In the story below, the person who helped the victim was a Samaritan. Why do you think Jesus used the example of a Samaritan when He told this story and what is the point He is trying to teach?
(Luke 10:30-37) In reply Jesus said: “A man was going down from Jerusalem to Jericho, when he fell into the hands of robbers. They stripped him of his clothes, beat him and went away, leaving him half dead. A priest happened to be going down the same road, and when he saw the man, he passed by on the other side. So too, a Levite, when he came to the place and saw him, passed by on the other side. But a Samaritan, as he traveled, came where the man was; and when he saw him, he took pity on him. He went to him and bandaged his wounds, pouring on oil and wine. Then he put the man on his own donkey, took him to an inn and took care of him. The next day he took out two silver coins and gave them to the innkeeper. ‘Look after him,’ he said, ‘and when I return, I will reimburse you for any extra expense you may have.’ “Which of these three do you think was a neighbor to the man who fell into the hands of robbers?” The expert in the law replied, “The one who had mercy on him.” Jesus told him, “Go and do likewise.”

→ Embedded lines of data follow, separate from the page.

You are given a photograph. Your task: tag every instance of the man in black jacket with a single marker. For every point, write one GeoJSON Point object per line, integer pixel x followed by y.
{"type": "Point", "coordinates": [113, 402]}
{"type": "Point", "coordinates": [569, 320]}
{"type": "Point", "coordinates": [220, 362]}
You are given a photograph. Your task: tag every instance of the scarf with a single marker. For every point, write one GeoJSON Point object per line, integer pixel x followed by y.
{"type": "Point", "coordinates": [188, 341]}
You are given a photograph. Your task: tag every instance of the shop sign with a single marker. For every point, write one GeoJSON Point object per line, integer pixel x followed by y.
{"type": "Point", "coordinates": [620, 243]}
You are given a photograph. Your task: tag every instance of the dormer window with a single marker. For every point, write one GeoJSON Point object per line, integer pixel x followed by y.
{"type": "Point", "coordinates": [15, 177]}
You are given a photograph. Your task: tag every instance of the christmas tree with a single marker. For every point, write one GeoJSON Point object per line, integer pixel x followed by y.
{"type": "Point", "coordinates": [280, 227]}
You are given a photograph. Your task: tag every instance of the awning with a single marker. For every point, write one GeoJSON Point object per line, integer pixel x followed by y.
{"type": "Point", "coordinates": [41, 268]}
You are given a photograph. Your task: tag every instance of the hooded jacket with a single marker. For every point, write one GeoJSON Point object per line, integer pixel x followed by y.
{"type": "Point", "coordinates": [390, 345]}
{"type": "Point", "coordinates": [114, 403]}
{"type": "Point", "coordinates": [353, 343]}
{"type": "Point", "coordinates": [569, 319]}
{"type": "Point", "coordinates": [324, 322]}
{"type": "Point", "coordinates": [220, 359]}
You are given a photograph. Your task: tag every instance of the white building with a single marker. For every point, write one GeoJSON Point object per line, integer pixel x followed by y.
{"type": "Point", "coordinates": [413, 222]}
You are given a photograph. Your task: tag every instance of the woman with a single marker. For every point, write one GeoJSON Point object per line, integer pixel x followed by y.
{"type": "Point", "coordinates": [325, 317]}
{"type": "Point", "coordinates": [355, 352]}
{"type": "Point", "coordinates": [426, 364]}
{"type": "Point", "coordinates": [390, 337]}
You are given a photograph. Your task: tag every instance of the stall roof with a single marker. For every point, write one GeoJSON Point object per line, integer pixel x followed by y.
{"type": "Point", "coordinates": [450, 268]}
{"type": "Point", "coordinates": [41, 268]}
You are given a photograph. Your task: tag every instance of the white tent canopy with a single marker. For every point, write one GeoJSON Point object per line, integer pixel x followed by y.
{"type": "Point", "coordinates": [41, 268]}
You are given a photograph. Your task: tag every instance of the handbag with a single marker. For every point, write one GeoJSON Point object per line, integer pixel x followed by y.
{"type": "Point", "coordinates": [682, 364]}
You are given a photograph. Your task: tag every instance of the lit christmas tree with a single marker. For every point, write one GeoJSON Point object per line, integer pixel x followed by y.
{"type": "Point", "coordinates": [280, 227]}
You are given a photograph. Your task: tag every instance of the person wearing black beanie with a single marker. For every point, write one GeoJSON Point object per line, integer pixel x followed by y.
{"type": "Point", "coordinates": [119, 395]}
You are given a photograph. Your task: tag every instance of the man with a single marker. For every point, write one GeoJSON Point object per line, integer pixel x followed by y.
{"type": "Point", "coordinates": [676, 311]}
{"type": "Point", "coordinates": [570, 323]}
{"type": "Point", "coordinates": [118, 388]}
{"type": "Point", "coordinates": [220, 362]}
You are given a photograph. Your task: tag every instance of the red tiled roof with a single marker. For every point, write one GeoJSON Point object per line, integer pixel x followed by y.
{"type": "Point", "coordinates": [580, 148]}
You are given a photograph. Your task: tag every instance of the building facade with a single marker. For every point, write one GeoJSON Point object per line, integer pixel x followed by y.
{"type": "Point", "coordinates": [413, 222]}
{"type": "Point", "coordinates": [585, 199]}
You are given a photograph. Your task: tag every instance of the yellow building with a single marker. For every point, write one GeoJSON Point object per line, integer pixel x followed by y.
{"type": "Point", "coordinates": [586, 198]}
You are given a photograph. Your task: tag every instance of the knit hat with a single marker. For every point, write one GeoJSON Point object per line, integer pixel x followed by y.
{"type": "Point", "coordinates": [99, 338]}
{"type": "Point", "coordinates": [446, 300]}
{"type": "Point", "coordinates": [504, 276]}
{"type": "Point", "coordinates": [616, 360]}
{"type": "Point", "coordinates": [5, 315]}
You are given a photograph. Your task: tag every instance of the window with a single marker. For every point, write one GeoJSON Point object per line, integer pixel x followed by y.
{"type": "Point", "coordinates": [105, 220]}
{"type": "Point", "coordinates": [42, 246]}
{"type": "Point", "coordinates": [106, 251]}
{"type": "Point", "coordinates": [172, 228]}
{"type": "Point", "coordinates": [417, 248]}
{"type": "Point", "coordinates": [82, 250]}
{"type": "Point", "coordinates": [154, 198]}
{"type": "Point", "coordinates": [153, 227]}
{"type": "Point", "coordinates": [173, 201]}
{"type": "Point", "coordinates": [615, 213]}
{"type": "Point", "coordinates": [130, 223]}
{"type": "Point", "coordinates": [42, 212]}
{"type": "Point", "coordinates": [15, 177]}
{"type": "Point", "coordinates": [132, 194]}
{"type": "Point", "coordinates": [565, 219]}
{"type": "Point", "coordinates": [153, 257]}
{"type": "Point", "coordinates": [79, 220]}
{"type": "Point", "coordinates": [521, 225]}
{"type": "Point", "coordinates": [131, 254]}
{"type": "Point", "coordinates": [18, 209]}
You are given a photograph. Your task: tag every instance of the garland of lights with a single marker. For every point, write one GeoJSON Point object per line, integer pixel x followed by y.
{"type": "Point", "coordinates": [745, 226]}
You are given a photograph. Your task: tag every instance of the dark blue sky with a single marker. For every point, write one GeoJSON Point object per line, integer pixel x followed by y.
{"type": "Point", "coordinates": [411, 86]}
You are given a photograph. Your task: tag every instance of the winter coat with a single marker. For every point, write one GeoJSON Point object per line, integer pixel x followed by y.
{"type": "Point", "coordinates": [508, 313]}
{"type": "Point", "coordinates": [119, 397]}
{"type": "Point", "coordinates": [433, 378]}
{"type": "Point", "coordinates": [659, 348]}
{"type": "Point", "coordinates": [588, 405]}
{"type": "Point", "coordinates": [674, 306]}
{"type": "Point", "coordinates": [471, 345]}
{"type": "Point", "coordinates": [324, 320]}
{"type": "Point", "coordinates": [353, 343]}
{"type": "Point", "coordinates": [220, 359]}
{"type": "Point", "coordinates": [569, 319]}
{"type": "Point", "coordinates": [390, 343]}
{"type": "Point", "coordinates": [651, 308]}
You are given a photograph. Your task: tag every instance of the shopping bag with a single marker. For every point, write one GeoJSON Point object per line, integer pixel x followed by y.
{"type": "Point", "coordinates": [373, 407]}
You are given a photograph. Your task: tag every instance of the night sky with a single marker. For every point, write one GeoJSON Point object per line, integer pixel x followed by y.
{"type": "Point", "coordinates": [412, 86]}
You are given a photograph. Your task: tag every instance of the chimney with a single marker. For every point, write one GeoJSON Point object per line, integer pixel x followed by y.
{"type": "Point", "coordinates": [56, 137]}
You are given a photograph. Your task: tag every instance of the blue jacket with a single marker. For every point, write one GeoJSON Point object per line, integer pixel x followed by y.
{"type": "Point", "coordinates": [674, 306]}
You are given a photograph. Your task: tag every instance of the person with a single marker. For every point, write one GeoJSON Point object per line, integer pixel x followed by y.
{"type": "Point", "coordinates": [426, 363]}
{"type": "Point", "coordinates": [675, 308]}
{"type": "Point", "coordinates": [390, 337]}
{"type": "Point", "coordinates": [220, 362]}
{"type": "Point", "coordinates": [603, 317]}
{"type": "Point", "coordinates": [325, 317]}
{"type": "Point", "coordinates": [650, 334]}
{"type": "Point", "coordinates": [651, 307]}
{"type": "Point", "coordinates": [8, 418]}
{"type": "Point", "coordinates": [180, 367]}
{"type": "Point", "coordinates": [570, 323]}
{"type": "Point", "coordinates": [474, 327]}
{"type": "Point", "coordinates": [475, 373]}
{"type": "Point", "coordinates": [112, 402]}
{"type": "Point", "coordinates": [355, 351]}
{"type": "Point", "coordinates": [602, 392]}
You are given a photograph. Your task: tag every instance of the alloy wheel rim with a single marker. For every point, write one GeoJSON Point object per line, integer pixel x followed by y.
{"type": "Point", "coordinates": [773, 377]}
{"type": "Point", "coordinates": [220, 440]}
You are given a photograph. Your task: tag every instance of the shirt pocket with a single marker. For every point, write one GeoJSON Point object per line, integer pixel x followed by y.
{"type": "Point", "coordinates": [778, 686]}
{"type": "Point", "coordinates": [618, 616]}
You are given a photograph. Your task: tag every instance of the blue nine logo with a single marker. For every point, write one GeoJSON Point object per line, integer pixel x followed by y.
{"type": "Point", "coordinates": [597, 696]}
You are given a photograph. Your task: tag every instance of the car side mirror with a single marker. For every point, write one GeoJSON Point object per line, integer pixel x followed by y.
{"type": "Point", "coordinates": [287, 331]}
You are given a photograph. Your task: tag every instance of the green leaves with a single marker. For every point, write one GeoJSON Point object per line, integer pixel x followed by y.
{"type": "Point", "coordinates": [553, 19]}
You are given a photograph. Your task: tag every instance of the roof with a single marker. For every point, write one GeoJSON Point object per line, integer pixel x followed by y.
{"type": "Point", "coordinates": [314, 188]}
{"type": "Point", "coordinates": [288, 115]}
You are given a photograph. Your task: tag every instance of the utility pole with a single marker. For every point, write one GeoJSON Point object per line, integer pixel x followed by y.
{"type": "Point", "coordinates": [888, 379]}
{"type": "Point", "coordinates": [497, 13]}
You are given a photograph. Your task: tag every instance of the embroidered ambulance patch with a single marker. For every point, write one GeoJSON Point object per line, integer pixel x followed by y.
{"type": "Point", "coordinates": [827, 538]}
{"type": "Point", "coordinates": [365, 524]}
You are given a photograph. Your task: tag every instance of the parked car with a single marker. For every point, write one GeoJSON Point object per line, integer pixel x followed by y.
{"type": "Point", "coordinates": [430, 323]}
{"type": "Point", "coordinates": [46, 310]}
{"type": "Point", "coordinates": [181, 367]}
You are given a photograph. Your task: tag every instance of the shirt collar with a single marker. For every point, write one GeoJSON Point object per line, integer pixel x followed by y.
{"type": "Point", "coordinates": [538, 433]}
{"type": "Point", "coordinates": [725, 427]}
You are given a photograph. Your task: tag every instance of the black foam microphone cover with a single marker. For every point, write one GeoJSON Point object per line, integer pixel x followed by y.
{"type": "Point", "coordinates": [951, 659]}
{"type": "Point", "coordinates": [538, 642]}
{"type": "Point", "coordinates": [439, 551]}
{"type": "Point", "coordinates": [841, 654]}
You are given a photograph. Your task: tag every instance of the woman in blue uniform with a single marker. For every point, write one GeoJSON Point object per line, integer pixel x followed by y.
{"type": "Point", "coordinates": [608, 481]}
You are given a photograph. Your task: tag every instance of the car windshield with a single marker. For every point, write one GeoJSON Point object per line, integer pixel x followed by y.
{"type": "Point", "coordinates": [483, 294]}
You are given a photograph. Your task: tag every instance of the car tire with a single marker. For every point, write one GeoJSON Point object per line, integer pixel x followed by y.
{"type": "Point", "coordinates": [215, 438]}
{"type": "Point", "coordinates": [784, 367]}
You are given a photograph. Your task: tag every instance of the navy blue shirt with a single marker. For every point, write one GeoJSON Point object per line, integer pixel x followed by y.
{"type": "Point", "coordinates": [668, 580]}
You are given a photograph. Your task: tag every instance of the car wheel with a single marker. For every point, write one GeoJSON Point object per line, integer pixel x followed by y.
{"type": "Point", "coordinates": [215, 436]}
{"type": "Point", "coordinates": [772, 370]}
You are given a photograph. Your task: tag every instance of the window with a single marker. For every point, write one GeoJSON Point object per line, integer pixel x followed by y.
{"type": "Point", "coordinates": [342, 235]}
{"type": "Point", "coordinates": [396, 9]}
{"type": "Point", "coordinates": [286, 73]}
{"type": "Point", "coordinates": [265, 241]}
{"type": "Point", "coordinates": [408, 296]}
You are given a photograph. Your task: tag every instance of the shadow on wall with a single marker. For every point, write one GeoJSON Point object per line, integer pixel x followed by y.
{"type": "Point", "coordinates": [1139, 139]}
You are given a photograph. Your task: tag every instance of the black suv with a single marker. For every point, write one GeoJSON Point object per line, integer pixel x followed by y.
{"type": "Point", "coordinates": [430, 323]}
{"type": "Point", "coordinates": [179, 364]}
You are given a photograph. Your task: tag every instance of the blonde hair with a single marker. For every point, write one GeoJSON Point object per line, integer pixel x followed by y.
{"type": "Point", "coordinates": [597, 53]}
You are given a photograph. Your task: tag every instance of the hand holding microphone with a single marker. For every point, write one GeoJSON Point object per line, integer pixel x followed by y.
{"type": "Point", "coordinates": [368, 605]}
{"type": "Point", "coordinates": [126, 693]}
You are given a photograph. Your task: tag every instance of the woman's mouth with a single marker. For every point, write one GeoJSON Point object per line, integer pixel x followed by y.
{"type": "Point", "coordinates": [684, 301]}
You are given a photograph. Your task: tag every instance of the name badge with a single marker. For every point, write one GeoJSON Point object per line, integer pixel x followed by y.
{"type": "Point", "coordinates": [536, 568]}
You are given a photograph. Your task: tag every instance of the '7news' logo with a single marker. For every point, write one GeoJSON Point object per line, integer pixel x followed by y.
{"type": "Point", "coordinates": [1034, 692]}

The Samaritans were Jews who lived in the city of Samaria, who intermarried with the foreigners who came to that land. This intermarriage caused the true worship of God to be mixed with the worship of strange gods as described in the book of 2 Kings.
The fact that there was such dislike and hostility between Jews and Samaritans is what gives the use of the Samaritan in the Parable of the Good Samaritan (Luke 10:29-37) such force. The Samaritan is the one who is able to rise above the prejudices of centuries and show mercy and compassion for the injured Jew after the Jew’s own countrymen pass him by.
It is with those centuries of opposition and incidents behind their peoples that we can understand the surprise of the Samaritan woman (John 4:9) when Jesus rises above the social and religious restrictions not just of a man talking to a woman, but also of a Jew talking to a Samaritan.
In using the Samaritan in His story, Jesus is teaching us that we should show love even to those who despise us. We do not choose who we should love. The love taught in the Bible draws no boundaries.
What is the way that the Samaritan showed love to this Jew? How can we learn from this example?
The Samaritan showed love to his neighbor in a tangible way. The robbery victim needed one thing – medical attention – and the Samaritan gave that to him. The Samaritan did not go over the Jew and prayed for his healing. He attended to his wounds. Prayer is good but when we use it as an excuse not to do anything, it is bad. Sometimes we meet someone with a need which is well within our means to help and because it appears so unkind to do nothing, we just tell that person we will pray for him, as if that alone will make the person feel better.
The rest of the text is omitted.